Baseline Evaluations Before Starting ADHD Medication
Before initiating ADHD medication, you must obtain a comprehensive clinical history documenting symptom onset, duration, and cross-setting impairment; measure baseline blood pressure and pulse; screen for cardiovascular risk factors and family cardiac history; assess for comorbid psychiatric conditions and substance use (especially in adolescents); and use standardized rating scales to quantify symptom severity.
Essential Clinical History Components
ADHD Symptom Documentation
- Confirm that symptoms meet DSM-5 criteria for ADHD with evidence of inattention, hyperactivity, or impulsivity causing functional impairment in at least two settings (home, school, work) 1.
- Document symptom duration of at least 6 months in school-aged children and adolescents; for preschoolers (ages 4–5), symptoms must persist for at least 9 months before considering medication 1, 2.
- Verify that symptoms cause moderate-to-severe functional impairment across multiple domains (academic performance, social relationships, occupational functioning) 1.
Developmental and Treatment History
- Obtain detailed prior treatment history including all previous ADHD medications, doses, duration of trials, response, side effects, and reasons for discontinuation 3.
- For preschool-aged children, confirm that parent training and behavioral therapy have been attempted for at least 9 months and found inadequate before considering medication 1, 2.
Cardiovascular Assessment
Baseline Vital Signs
- Measure blood pressure and pulse in both seated and standing positions to establish baseline cardiovascular parameters and detect orthostatic changes 3, 4.
- Repeat blood pressure and pulse measurements at each dose adjustment during titration and quarterly during maintenance therapy in adults 3.
Cardiac History Screening
- Obtain a detailed personal cardiac history including syncope, chest pain, palpitations, exercise intolerance, or known structural heart disease 3.
- Document family history of premature cardiovascular death (before age 50), sudden cardiac death, arrhythmias, cardiomyopathy, or congenital heart disease 3.
- Identify absolute cardiovascular contraindications including symptomatic cardiovascular disease, uncontrolled hypertension, hyperthyroidism, and glaucoma 3, 4.
When to Obtain an ECG
- An electrocardiogram is not routinely required for all patients before starting stimulants, but should be obtained if the personal or family cardiac history reveals concerning features 3.
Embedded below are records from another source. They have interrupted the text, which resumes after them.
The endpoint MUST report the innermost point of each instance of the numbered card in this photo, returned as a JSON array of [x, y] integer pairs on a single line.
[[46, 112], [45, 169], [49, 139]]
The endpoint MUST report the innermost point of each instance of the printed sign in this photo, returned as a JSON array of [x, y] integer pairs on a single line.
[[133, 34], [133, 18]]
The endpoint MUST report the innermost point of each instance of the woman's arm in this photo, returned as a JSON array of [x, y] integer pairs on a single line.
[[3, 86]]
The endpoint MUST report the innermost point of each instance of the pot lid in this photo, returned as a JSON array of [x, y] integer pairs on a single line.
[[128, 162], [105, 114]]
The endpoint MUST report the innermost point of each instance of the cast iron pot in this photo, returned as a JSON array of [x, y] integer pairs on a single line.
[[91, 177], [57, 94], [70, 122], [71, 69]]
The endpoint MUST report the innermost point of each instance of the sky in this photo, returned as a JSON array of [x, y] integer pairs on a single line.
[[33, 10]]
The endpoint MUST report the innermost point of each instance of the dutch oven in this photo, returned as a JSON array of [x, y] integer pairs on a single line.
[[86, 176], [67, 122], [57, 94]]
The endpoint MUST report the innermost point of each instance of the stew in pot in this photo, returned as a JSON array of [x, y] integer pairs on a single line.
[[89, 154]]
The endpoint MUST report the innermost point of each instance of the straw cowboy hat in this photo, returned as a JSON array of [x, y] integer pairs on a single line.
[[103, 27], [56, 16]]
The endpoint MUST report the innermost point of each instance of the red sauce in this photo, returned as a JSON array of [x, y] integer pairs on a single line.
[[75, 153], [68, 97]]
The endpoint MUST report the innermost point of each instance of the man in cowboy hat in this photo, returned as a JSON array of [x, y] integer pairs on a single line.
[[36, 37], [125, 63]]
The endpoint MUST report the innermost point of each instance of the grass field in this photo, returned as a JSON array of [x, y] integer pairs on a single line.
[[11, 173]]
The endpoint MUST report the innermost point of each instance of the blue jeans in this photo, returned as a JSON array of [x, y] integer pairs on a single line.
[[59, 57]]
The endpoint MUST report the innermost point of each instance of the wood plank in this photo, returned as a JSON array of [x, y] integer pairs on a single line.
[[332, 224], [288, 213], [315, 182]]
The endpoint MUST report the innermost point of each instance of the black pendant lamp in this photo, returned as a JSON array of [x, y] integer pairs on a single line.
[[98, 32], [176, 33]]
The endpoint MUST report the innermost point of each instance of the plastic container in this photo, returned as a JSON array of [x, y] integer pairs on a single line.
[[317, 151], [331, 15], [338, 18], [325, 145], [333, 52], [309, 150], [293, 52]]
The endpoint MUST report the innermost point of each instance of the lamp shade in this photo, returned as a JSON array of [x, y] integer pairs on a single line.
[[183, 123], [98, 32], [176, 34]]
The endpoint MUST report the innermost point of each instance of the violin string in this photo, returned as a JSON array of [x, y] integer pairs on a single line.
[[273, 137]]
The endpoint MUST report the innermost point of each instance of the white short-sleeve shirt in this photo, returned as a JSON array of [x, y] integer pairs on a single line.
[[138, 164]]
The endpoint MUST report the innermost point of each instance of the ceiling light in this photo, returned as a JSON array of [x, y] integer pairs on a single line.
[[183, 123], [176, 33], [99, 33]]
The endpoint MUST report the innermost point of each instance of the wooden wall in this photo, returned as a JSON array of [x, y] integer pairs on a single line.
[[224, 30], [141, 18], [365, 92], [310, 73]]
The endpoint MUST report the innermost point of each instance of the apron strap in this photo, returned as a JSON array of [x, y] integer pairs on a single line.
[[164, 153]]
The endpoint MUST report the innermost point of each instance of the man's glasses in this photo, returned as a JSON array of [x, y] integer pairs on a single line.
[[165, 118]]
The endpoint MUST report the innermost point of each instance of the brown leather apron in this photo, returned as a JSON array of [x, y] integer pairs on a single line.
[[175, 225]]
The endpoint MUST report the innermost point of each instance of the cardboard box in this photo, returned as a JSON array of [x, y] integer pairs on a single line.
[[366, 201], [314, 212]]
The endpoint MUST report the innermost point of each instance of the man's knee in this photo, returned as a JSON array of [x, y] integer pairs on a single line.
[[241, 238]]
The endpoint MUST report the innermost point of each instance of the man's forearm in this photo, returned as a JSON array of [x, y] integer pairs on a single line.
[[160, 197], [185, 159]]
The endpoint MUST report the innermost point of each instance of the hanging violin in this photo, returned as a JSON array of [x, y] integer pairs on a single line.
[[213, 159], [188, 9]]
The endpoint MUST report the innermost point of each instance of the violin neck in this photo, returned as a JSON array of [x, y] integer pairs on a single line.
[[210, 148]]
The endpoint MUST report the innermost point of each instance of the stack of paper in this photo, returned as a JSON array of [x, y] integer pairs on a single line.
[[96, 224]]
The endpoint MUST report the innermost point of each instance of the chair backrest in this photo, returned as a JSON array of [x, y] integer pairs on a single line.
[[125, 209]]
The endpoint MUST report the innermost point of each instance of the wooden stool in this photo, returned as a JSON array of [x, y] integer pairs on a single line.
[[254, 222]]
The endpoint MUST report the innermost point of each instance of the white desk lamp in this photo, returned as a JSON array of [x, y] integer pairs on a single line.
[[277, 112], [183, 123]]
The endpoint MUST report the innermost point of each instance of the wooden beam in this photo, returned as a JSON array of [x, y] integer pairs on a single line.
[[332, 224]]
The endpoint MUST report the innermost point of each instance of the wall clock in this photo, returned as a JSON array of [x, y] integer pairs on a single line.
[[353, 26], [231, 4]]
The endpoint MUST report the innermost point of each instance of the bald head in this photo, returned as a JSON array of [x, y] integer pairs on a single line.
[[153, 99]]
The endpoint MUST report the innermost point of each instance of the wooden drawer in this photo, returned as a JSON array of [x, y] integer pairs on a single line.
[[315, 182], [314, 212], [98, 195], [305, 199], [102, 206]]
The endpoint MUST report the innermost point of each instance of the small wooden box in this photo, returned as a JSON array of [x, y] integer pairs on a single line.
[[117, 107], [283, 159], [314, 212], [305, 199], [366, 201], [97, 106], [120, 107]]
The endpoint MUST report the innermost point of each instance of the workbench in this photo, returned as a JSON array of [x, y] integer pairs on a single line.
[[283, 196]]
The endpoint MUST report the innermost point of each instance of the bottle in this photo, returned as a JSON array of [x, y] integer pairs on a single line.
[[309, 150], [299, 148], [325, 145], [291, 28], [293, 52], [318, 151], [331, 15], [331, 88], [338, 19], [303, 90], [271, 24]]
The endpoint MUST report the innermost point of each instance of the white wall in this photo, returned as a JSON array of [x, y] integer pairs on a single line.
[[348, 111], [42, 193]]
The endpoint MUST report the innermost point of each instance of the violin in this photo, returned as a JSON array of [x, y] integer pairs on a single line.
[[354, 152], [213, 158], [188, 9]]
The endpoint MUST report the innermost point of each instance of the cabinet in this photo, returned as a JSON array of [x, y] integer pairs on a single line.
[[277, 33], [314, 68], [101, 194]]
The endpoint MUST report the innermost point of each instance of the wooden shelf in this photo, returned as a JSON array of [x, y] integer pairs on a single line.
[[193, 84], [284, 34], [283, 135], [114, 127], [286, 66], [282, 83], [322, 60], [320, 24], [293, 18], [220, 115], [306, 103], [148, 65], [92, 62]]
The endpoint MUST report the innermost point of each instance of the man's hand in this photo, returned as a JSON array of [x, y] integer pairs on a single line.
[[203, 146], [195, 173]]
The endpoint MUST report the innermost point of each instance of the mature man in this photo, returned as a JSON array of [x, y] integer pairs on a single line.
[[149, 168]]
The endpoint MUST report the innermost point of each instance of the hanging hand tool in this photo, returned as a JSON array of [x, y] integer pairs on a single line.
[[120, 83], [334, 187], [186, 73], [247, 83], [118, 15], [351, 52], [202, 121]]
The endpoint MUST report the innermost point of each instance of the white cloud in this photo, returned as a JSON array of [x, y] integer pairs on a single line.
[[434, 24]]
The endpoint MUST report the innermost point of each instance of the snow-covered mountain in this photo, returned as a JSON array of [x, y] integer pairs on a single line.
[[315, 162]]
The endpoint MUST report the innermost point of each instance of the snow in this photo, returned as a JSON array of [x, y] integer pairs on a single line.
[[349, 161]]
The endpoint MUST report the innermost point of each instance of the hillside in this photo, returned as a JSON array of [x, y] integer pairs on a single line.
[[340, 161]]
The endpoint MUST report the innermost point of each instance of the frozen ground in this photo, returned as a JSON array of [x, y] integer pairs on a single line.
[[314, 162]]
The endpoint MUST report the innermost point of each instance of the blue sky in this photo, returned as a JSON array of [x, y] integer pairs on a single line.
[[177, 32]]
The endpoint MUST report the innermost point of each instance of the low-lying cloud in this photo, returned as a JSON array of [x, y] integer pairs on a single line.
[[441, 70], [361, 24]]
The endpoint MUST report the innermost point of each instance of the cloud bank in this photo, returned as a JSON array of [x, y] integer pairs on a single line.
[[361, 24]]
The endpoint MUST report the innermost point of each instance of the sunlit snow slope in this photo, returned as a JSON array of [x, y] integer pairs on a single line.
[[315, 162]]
- Consider cardiology consultation if structural heart disease, arrhythmias, or significant family history is identified 3.
Psychiatric and Substance Use Screening
Comorbidity Assessment
- Screen for comorbid depression, anxiety, bipolar disorder, psychosis, tic disorders, and autism spectrum disorder using clinical interview and standardized rating scales 1, 5.
- Rates of comorbid psychiatric conditions range from 12–60% in children with ADHD, making systematic screening essential 6, 5.
- For adolescents and adults, assess for symptoms of substance use including alcohol, cannabis, and illicit stimulants before prescribing 1.
Substance Use Considerations
- If active substance use is identified in adolescents, refer to a subspecialist for consultative support and consider non-stimulant options (atomoxetine, guanfacine, clonidine) as first-line therapy 1.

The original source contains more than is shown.